Leaving a positive legacy
Amy Trask's departure is not only a loss for the Raiders but also for the NFL
Earlier this month, Pittsburgh Steelers coach Mike Tomlin spoke at the National Football League's career development symposium at the University of Pennsylvania's Wharton School of Business in Philadelphia. The symposium was geared toward mid-level coaches and front office executives who aspire to become head coaches and general managers. The purpose was to better prepare those men for the interview process and to help grow and develop their careers.
While the symposium wasn't specifically for minority candidates, the topic of minority hiring was at the forefront. This offseason, there were eight head coaching vacancies and seven general manager openings, and none were filled by an African-American or a Latino.
"It is alarming, from my standpoint, because I know the number of credible candidates who happen to be minorities in our industry," Tomlin said.
Which brings me to Amy Trask. After spending 25 years with the Raiders, starting when the franchise was located in Los Angeles, Trask quietly resigned this month as the team's chief executive officer, a position she had held since 1997. Trask was the highest-ranking female executive of an NFL team and the only woman to be CEO of an NFL franchise.
Trask's resignation, while not surprising, is a huge loss for the Raiders. The franchise is undergoing an extensive reorganization under new owner Mark Davis, who assumed control after his father, Al Davis, died in October 2011. It is also a massive loss for the NFL, which is understandably hypersensitive about its minority hiring practices when it comes to coaches and general managers. Now it has lost its most high-profile female.
There are a few other high-ranking women of NFL franchises. Rita Benson LeBlanc is owner/vice chairman of the board for the New Orleans Saints. Charlotte Jones Anderson is executive vice president and chief brand officer of the Dallas Cowboys. Katie Blackburn is the executive vice president of the Cincinnati Bengals.

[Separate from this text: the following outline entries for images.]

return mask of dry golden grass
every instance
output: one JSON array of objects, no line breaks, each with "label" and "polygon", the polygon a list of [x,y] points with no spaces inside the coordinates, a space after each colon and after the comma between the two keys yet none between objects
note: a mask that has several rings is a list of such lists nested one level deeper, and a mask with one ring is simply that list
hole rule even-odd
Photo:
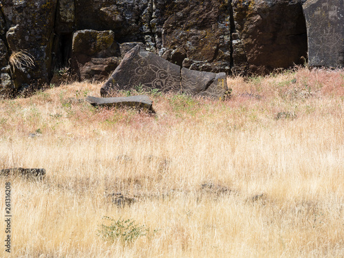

But these women have an advantage that Trask did not. Their fathers -- and in Benson LeBlanc's case, grandfather -- own the team for which they work. That doesn't mean they're not qualified. That only means they had an inside edge to reach the level that they have, which makes Trask's accomplishments all the more impressive. No other woman unrelated to the team's owner has come close to achieving the level of success that Trask did in Oakland.
Trask ran the Raiders' non-football operations. She started with the team as an intern while earning her law degree at the University of Southern California when the Raiders were in Los Angeles and went to work for the team full-time in the legal department in 1987. Davis promoted her to CEO in 1997, and she became his most trusted and loyal executive. His support of her was unwavering. Trask represented the franchise and Davis at NFL owners' meetings and was often the voice of reason for a man who could be notoriously unreasonable.
Trask gives all of the credit for her success to Davis, who had a long history of hiring minorities for top positions, including head coach and general manager.
"I had the privilege of working for a man who for many decades hired without regard to gender, race, religion, ethnicity or other distinguishing characteristics," Trask said in an email. "While that happens more now than it did over 25 years ago when I was hired on a full-time basis, the diverse and inclusive environment which Al Davis cultivated is still a rare and precious environment in which to work. I note this because I appreciate that many people don't have the privilege or luxury of working in such an environment."
Trask doesn't like to talk about gender -- hers specifically -- and I don't blame her. Being a female in a male-dominated business is not without its headaches and hiccups. We've all had them. Like most women I know in and around the NFL, Trask doesn't want to be judged as a female in the industry. She wants to be judged as a person.
Nevertheless, it is undeniable that Trask is a pioneer because of her gender.
"It is my view that if I do not want my gender to be an issue, the last thing I should do is consider my gender an issue," Trask said. "In other words, if I want to be regarded, to be evaluated, to be considered without regard to gender, then I should comport myself without regard to gender."
It is a valuable lesson.
The NFL clearly could use more owners like Davis, who never shied from taking a chance on someone. At Wharton, several team executives talked about building the pipeline for minority candidates -- in this case those who aspire to be head coaches or general managers -- so that the pool of qualified candidates grows.
That needs to be done for women, too. Owners have to be willing to extend opportunities to qualified people regardless of race or gender the way Davis did for Trask. She was qualified. She proved she could handle the demands of the job.
Trask undoubtedly will have other opportunities in sports if she so chooses. Another NFL franchise would benefit from having her. Trask was a shrewd negotiator and a respected member of the NFL fraternity. To use Tomlin's word, it is alarming there are not more women like her. There should be.
"People often ask me if there will be more women in executive positions in the league," Trask said. "I hope at some point a woman will buy a team."
That's a lofty goal. A reasonable start would be having owners identify women with potential and help groom them for executive positions. The league is doing that for other minorities. It should do it for women, too.